Hellraiser (past and present) is a kind of moral-panic-sploitation. It uses the critiques of horror’s decadence as a decadent pleasure in itself. If only watching horror movies actually dropped you into hellfire!
But, alas, it doesn’t. The puzzle box promises to suck you into the game. “Greater delights await!” Pinhead enthuses. But the promise is a lie. “It’s a trick, all of it,” Voight says. He’s supposedly telling his interlocutors not to believe the Cenobites when they promise pleasure or power, because all they deliver is pain. But he’s also reminding viewers that the promise of pain and horror is, literally, a trick. It’s special effects; it’s fake blood; it’s suspension of disbelief in the name of fun. Solving the puzzle means you turn it off and go back to your mundane life, scooping cat litter and asking the dog to stop barking.

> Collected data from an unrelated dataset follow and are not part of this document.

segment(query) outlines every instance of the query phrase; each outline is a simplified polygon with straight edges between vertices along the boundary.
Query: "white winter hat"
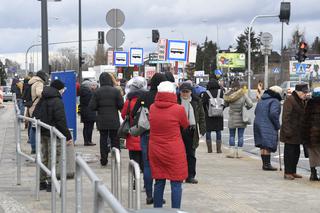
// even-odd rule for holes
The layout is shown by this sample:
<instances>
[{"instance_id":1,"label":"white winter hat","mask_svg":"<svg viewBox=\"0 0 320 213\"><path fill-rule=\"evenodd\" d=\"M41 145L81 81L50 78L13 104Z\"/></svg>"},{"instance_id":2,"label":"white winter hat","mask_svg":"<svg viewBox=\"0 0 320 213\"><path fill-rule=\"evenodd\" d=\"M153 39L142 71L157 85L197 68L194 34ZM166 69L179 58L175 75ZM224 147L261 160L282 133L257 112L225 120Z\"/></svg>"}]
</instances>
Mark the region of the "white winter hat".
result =
<instances>
[{"instance_id":1,"label":"white winter hat","mask_svg":"<svg viewBox=\"0 0 320 213\"><path fill-rule=\"evenodd\" d=\"M269 88L271 91L275 92L275 93L278 93L279 95L281 95L282 93L282 88L279 87L279 86L272 86Z\"/></svg>"},{"instance_id":2,"label":"white winter hat","mask_svg":"<svg viewBox=\"0 0 320 213\"><path fill-rule=\"evenodd\" d=\"M163 81L158 86L158 92L176 93L176 86L170 81Z\"/></svg>"}]
</instances>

Horror’s pleasures aren’t generally visceral. They’re once removed. That’s part of why they’re enjoyable. There’s a lot of horrifying, tearing flesh and repulsive consequences, and you can enjoy them all in the comfort of your own home or movie theater, popcorn in hand.
It’s a relief that the Cenobites aren’t going to come out of the walls at the end of Hellraiser. But it’s also something of a disappointment. Horror films always write checks they can’t cash—or offer you puzzles they can’t solve. That’s perhaps even more so the case when you’re reanimating a beloved franchise.
Hellraiser isn’t the worst horror remake I’ve seen this year—not when The Texas Chainsaw Massacre (2022) and Firestarter (2022) exist. But it’s not exactly what I’d call good, either. The main character is too pure of heart to be much fun in a film like this, and Bruckner pads the run time out to two hours—mostly because he can’t figure out how to get the characters from point A to point B any quicker. Clayton as Pinhead successfully channels the character’s joyfully lascivious sadism, but everyone else seems adrift and disinterested. Riley keeps screaming, “I don’t know!”—an unfortunately apt mantra for the project as a whole.
Still, the disappointment is fitting in its own way. The Cenobites offer everything, and then fail to deliver. They betray you, because that’s what Cenobites do. A perfect Hellraiser wouldn’t be perfect, because no one beats the puzzle box and gets everything they want. When you turn off the movie and feel that you didn’t get the sensation you asked for—that’s when you can hear Pinhead laughing.